Many of us, me included, have turned our profile pictures green to show our solidarity. We're determined to keep this story alive. And we've been doing a far better job of it than most of the mainstream media who were either jammed or shut down by the authorities, or just out of the loop while chasing trivia such as the David Letterman-vs-Sarah Palin nonsense.
Eerily, some of the defiant voices from Iran have grown quiet, as the government cracks down, storming universities, searching houses, making arrests. I am haunted by the photo of the smashed computer in this collection of images.
As one of my Tweeps said, it's playing a giant game of ''Whack-a-mole'' with those who defy the law and keep SOSing the world.
Mr.

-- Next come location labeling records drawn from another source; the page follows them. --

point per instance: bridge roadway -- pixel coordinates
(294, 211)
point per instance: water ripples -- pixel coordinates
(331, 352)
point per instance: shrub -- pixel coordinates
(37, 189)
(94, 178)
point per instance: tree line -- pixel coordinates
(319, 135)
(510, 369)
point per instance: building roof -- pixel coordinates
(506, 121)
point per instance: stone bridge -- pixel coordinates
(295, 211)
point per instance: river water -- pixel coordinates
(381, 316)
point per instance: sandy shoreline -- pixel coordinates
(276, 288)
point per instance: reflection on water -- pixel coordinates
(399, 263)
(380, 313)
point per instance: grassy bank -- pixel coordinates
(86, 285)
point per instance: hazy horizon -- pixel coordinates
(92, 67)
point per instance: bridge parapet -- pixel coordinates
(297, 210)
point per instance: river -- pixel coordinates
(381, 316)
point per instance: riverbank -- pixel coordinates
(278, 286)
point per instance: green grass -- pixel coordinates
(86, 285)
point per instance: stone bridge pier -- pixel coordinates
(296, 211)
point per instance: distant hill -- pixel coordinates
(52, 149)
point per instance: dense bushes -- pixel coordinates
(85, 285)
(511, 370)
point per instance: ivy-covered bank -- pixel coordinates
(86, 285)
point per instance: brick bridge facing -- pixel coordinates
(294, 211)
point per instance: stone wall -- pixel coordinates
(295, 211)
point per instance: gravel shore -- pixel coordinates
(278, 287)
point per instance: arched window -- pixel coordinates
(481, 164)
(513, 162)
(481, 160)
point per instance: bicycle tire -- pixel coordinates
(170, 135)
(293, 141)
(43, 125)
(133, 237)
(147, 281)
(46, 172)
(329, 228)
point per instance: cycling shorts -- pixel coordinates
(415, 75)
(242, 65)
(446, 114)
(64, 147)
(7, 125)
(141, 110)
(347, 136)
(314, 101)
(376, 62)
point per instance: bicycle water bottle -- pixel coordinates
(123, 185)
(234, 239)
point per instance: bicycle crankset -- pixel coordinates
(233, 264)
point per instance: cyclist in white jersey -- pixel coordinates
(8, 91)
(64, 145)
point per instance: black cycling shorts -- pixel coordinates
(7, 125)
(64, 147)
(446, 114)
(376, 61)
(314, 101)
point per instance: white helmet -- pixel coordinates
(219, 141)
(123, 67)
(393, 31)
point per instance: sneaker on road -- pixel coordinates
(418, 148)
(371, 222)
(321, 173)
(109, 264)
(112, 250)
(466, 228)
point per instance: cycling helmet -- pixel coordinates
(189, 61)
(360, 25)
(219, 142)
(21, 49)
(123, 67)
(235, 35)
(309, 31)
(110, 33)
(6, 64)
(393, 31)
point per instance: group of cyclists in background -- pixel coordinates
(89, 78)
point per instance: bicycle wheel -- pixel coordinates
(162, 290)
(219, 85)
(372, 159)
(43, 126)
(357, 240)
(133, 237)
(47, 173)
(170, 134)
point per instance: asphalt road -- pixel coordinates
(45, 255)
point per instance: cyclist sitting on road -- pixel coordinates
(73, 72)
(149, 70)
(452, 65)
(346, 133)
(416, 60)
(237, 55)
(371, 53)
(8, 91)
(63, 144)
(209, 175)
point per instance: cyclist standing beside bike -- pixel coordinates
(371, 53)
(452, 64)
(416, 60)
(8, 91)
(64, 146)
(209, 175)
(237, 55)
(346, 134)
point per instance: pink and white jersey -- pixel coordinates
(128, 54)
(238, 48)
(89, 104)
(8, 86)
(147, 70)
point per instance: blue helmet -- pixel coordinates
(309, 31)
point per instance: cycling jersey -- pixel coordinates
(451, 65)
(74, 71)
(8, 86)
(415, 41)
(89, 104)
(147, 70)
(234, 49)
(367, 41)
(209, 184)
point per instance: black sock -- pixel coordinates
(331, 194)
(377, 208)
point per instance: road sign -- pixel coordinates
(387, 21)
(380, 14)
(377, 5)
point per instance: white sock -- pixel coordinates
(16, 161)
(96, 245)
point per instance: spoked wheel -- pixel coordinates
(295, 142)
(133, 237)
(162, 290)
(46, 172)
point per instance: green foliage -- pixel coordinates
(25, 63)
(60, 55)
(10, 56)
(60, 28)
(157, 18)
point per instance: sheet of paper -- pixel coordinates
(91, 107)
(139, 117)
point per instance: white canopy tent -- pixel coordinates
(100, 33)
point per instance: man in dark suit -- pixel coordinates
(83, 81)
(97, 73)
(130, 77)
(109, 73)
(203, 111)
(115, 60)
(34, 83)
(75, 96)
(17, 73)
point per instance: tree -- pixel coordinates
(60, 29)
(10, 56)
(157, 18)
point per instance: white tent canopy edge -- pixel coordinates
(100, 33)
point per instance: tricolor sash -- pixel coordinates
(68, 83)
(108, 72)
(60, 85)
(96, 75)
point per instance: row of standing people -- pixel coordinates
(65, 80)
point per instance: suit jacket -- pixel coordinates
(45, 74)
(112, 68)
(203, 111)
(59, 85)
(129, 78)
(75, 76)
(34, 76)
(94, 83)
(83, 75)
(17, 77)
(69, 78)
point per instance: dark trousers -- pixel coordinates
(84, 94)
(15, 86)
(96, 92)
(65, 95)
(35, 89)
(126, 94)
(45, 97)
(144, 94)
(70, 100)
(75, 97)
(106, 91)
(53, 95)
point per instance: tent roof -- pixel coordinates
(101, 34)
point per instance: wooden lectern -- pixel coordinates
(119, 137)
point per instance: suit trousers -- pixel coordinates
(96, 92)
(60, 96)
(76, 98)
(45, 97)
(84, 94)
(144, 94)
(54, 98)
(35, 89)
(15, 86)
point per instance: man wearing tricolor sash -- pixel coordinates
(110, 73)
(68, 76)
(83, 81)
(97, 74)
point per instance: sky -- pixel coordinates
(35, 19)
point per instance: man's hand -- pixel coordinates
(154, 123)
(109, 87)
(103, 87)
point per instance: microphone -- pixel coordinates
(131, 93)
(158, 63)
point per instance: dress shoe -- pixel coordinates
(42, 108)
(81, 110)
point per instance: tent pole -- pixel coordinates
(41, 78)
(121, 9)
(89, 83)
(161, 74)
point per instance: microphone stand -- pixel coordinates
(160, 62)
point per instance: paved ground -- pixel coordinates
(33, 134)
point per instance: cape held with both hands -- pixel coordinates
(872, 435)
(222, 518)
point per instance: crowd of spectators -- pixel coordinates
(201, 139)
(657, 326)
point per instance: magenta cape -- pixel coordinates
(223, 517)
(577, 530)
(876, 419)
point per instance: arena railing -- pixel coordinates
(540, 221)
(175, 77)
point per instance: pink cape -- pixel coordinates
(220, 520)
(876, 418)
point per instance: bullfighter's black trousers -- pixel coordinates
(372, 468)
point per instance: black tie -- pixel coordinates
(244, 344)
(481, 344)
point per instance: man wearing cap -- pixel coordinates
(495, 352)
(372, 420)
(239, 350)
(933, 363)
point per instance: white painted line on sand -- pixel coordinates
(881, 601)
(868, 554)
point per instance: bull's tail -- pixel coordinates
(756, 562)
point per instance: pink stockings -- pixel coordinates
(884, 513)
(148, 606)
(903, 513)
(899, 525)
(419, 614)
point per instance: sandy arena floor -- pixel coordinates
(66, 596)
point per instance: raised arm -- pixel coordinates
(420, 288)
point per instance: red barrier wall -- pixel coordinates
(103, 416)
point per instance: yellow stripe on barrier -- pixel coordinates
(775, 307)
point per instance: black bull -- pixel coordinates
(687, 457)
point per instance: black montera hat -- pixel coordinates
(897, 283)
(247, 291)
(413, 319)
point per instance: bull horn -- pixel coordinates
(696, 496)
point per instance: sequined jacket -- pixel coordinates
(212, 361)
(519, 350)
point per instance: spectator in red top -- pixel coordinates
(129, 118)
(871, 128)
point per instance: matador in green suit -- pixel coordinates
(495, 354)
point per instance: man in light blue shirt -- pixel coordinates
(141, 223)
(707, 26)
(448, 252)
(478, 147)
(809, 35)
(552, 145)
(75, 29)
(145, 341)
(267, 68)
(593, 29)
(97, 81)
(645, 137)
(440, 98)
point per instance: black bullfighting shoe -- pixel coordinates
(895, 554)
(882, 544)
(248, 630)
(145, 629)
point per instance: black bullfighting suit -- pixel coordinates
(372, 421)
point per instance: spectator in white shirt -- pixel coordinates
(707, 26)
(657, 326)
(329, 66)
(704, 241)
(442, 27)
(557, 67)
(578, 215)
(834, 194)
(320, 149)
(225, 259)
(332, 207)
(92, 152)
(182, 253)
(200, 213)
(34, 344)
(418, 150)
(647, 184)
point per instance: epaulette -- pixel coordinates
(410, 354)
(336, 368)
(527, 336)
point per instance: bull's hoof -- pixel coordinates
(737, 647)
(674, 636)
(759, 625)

Ahmadinejad, on the other hand, has a strong record against women. He changed the name of the government's "Center for Women's Participation" to the "Center for Women and Family Affairs." He limited women's access to higher education and proposed laws that would allow men to divorce their wives without informing them and not to pay alimony.
Most of all, the regime has jailed dozens of women involved in the One Million Signatures Campaign, a grass-roots movement that began in 2006 to reform the legal system and to end gender discrimination. The group has been harassed in their homes and branded as illegal.
It is of little surprise, then, to see images of women, only slightly veiled, confronting the regime in postelection protests. While Ahmadinejad's false victory may have toughened the clerics' foreign posture with the West, they've only exposed their weakness at home.
Eventually, Iran's women will not be denied.
Maybe they will make all the difference.